This is the mail archive of the
mailing list for the GCC project.
Re: Loop unrolling-related SPEC regressions?
- From: Tim Prince <tprince at computer dot org>
- To: Andreas Jaeger <aj at suse dot de>,Paolo Carlini <pcarlini at unitus dot it>
- Cc: Jan Hubicka <jh at suse dot cz>,gcc at gcc dot gnu dot org
- Date: Mon, 4 Feb 2002 15:47:48 -0800
- Subject: Re: Loop unrolling-related SPEC regressions?
- References: <3C5ADF19.6A6865D9@unitus.it> <3C5EDB04.220770DE@unitus.it> <email@example.com>
- Reply-to: tprince at computer dot org
On Monday 04 February 2002 11:48, Andreas Jaeger wrote:
> Paolo Carlini <firstname.lastname@example.org> writes:
> > Jan Hubicka wrote:
> >> THe base/peak flags are not supposed to bring best performance,
> >> but be good for testing majority of gcc features.
> > That's really enlightening Honza!
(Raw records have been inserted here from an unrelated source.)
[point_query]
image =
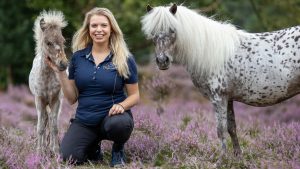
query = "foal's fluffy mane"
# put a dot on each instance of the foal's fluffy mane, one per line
(201, 43)
(53, 18)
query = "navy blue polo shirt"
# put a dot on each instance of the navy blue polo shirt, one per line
(99, 86)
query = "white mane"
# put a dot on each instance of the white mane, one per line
(55, 18)
(202, 43)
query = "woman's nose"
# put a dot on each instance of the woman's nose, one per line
(99, 28)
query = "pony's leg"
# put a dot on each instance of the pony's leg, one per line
(41, 124)
(220, 108)
(53, 120)
(232, 129)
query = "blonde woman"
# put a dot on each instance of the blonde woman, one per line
(100, 68)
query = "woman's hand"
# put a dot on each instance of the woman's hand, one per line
(116, 109)
(51, 65)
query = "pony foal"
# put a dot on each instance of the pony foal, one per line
(226, 64)
(43, 82)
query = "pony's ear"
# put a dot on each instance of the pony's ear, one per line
(173, 9)
(149, 8)
(42, 24)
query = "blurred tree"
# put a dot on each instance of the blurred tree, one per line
(16, 42)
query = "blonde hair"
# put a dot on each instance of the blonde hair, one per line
(117, 43)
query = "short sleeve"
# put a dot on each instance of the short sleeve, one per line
(71, 68)
(133, 76)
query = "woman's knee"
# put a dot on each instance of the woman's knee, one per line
(119, 127)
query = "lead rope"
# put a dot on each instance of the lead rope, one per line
(112, 96)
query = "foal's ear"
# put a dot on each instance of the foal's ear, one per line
(173, 9)
(149, 8)
(42, 24)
Thanks for the clarification.
> > We should also remember this when someone compares the SPEC numbers made
> > available by other compiler producers with those of GCC: my guess is that
> > this kind of rationale for choosing the PEAK flags it's unfortunately not
> > so widespread...
> Didn't I mention it that way? Feel free to send a patch for my SPEC
> page to clarify what we're doing...
Of course, compilers which are sold on the basis of SPEC base performance
have different approach to default options than gcc. One expects the
base option set to be the one which is the best single setting conforming to
the limit on number of options, to obtain the highest rating. Thus, a
compiler such as Intel's makes a simple option package such as
'icc -xW -Oi-'
roughly equivalent to
'gcc -msse2 -march=pentium4 -Os -funroll-loops -mpreferred-stack-boundary=4
with even the base rating depending on Profile Guided Optimization.
Of course, one expects the peak rating to be found with a set of options
which produces the fastest acceptable result for each test, not necessarily
the most aggressive group of optimizations. In that light, the SPEC
disclosures allow one to speculate as to how much trial and error work was
needed to obtain the results submitted, and how much more might be needed to
achieve equivalent performance on a typical application.
I thank Andreas and Honza for explaining the difference between what they
have done and what some of us may have expected.